# Light Temp. effect on algae growth



## OperJeff (Apr 14, 2007)

I had started this topic in the thread about using willow branches in water to control green water. and so I am giving this topic its own thread as not to take away from the previous.

the reason for starting this experiment is because I noticed that I could only produce green water under a certain light temp. so we decided to test it...

I started with the following

the constants were -
2, 5 gallon buckets of water - water was fresh from tap, dechlorinated NOT cycled
each with 1 feeder goldfish in it. 
everyday i fed the fish equal amounts
equal aeration in each bucket
equal light duration
equal light reflector
no mechanical filtration
no water changes performed or any added since

the variables were 
bucket A
27 watts 
1300 Lumens 
cool bulb "day light"

bucket B
23 watts
1600 Lumens
warm bulb "soft white"

its been close to 3 weeks now and here are the following results
bucket A is on the Left



water details



The results are opposite of what I experienced previously. from my experience I had always ended up with algae blooms under the warm temp bulb, but in a controlled test like this the cooler temp light on Bucket A prouced green water one week earlier. Bucket B produced some hair algae and what looked llike the start of an algae bloom but none of them survived past 3 or 4 days.


----------



## mikenas102 (Feb 8, 2006)

Do you have an actual Kelvin rating for the bulbs besides "daylight" and "soft white"?


----------



## OperJeff (Apr 14, 2007)

the lights are from N.Vision, and I wasnt able to get a Kelvin rating from them. but using this chart

http://www.1000bulbs.com/pg/Color-Measurement/

from a website which sells the same bulbs

would put the light for Bucket A @ 5600k
and 2700-3000k for Bucket B


----------



## mikenas102 (Feb 8, 2006)

Perhaps bucket B didn't grow as much algae because such a low Kelvin range isn't really good at growing plants. In aquarium use that bulb wouldn't do too well for you if it is in fact 2700-3000k.


----------



## MatPat (Mar 22, 2004)

Nice job on the experiment but I think you would get more accurate results if you were to use bulbs with the same wattage. 

Bucket A had 5.4 wpg while Bucket B only had 4.6 wpg. While an extra 4 watts might seem insignificant for our tanks, that extra 4 watts (almost 1wpg for the bucket size) probably made a significant difference in this experiment even thought the lumens per watt are relatively similar. Look what adding an extra watt per gallon does for growth (both plant and algae) in an aquarium.

Color spectrum of the bulbs (i.e. blue and red output) may have had an impact also since plants need the red and blue spectrum for photosynthesis.


----------



## OperJeff (Apr 14, 2007)

I found that the bulb temp for Bucket B was 3600k, which was printed on the ballast of a bulb of the same color rating from the same company.

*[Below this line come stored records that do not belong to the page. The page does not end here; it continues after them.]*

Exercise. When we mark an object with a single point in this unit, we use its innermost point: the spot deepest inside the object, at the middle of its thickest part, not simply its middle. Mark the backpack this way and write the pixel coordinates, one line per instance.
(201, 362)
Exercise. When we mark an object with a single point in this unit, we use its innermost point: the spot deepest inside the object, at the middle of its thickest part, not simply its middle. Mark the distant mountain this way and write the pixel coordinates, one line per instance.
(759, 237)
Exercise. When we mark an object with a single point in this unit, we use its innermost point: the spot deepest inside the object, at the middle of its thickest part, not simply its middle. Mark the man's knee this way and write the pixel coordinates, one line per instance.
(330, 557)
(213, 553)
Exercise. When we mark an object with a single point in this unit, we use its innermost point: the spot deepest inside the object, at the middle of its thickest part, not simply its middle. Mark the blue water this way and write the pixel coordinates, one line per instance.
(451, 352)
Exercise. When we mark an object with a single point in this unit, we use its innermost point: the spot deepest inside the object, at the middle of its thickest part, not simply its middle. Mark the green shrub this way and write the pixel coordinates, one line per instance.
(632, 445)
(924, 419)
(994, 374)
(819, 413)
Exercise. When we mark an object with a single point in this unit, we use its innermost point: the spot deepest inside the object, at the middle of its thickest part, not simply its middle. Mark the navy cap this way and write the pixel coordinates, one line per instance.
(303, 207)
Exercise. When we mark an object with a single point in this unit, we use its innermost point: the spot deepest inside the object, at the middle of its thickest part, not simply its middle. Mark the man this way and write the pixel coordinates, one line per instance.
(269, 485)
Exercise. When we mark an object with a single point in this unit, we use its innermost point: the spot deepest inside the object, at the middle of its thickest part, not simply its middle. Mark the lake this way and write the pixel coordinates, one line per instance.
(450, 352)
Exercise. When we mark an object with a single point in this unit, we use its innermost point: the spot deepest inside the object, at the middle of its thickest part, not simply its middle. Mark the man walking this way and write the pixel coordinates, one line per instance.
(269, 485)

Id have to agree with MatPat, my only ideas as to why Bucket B didnt grow algae is that the 3600k bulb doesnt go far enough into to the blue and red spectrums so its kind of like in "no-mans" land of photosynthesis. 

I think a better experiment would be to focus on which light spectrum ("blue vs red") does green water thrive on. since light temp is very broad.


----------